Le nettoyage entre deux bandes comporte trois étapes, et leur ordre compte :

  1. Le nettoyage mécanique. On élimine la matière organique. Si cette étape est sautée, le désinfectant ne sert à rien — la plupart des désinfectants sont inactivés en présence de matière organique.
  2. Le lavage et le séchage.
  3. La désinfection. On choisit un produit adapté à l’agent visé et on respecte le temps de contact indiqué sur l’étiquette. Ce qui est déterminant, ce n’est pas « plus de produit », c’est « le bon temps de contact ».

Vient ensuite le vide sanitaire. Ce délai est nécessaire pour que la charge résiduelle en agents pathogènes décline naturellement et, pour de nombreux agents, il constitue à lui seul l’étape la plus efficace. Le raccourcir, c’est rendre ce que le nettoyage avait fait gagner.
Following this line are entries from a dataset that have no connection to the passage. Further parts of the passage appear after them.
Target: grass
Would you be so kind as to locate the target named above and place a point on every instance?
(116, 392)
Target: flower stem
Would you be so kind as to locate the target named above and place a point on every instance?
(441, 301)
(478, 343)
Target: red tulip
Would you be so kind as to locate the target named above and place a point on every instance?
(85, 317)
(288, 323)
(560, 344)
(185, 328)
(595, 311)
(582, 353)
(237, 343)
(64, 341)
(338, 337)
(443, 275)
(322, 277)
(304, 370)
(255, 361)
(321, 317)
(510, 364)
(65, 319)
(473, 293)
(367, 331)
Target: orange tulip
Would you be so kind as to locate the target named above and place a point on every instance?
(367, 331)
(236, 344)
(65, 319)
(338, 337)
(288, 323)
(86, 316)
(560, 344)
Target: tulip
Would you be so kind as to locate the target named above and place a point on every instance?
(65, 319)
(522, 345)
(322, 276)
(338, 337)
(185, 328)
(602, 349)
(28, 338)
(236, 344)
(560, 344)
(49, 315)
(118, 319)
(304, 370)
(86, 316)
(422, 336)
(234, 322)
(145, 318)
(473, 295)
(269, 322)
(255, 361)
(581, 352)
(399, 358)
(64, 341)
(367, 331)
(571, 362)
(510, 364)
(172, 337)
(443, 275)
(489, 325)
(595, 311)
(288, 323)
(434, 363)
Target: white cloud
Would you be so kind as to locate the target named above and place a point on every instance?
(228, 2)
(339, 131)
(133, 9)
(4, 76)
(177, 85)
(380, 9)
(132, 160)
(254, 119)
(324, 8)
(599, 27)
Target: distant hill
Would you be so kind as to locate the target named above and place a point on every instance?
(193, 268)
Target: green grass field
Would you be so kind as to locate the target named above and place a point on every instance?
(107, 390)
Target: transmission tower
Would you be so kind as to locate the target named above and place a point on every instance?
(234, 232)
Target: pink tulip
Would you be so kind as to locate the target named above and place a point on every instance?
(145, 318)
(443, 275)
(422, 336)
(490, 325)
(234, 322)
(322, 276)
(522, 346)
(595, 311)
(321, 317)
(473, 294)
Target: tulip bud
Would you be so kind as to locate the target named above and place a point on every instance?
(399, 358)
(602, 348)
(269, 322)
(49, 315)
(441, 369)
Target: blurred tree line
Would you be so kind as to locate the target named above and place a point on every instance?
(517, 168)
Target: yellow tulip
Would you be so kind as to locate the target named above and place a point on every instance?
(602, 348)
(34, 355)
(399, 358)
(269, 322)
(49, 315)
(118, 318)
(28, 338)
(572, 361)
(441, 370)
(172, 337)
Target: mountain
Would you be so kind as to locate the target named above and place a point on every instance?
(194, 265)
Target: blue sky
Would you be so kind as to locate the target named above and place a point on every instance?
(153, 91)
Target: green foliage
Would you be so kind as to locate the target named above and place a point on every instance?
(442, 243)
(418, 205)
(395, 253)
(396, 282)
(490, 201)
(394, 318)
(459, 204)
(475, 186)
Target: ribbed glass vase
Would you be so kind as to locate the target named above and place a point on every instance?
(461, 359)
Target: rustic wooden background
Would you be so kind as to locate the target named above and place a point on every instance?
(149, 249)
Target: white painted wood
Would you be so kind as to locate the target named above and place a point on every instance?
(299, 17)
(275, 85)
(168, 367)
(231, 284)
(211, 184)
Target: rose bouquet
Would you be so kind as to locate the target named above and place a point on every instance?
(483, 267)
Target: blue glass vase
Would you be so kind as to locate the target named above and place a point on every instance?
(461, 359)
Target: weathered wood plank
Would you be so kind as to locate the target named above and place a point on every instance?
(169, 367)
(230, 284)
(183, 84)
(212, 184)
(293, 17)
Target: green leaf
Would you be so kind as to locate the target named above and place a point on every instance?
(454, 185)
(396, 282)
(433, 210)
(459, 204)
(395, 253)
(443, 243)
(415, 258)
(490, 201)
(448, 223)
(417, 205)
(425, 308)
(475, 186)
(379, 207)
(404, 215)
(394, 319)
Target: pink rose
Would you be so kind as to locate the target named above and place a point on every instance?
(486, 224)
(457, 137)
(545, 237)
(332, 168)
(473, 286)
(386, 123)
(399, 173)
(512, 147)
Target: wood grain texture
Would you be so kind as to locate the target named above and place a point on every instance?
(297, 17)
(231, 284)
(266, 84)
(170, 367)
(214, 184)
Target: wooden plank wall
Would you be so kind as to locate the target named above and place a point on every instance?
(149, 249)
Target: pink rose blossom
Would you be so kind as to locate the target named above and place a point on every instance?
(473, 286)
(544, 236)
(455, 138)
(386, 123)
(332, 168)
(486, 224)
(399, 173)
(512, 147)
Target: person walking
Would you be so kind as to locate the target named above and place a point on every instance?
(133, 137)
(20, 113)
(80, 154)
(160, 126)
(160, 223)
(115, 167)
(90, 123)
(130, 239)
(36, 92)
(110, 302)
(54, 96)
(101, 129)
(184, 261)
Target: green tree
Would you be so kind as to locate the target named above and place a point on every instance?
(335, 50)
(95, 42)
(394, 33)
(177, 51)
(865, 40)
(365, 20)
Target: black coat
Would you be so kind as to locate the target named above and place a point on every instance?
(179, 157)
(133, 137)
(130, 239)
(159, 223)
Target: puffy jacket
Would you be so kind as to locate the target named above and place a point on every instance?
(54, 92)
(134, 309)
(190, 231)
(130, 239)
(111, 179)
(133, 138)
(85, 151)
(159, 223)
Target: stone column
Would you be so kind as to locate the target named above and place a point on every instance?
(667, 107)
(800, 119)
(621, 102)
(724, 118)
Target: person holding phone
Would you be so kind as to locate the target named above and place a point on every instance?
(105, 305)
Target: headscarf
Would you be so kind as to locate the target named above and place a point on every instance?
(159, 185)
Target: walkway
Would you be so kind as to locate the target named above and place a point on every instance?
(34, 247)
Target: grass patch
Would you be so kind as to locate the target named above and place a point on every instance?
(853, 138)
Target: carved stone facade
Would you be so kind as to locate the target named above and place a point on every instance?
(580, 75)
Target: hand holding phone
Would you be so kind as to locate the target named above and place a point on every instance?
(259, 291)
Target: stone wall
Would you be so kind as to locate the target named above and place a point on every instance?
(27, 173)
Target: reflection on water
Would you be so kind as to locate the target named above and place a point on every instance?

Le nettoyage de la ligne d’abreuvement est souvent négligé ; or le biofilm abrite des agents pathogènes et peut inactiver les vaccins vivants. Consultez à ce sujet notre article Hygiène de la ligne d’abreuvement et biofilm.

6. L’introduction d’animaux et la gestion des origines

Dans la mesure du possible, approvisionnez-vous en animaux auprès d’une source unique. Des groupes d’origines différentes apportent avec eux leur propre flore et des passés immunitaires différents.

Utilisez une zone d’adaptation ou de quarantaine distincte pour les nouveaux arrivants, et visitez-la en dernier. La conduite en all-in/all-out (« tout plein, tout vide »), en empêchant la coexistence de groupes d’âges différents, est la mesure structurelle la plus puissante pour rompre les cycles des agents pathogènes.

Par où commencer ?

Le plus difficile en biosécurité, c’est qu’il ne s’agit jamais d’une tâche ponctuelle. Un protocole écrit et court, une limite de zone visible à l’entrée et un registre des visiteurs réellement tenu sont les trois mesures qui font la plus grande différence dans la plupart des élevages.

Construisez un plan de biosécurité propre à votre exploitation avec le vétérinaire qui se rend sur le terrain.

Références

À visée pédagogique uniquement — ni diagnostic, ni traitement, ni posologie.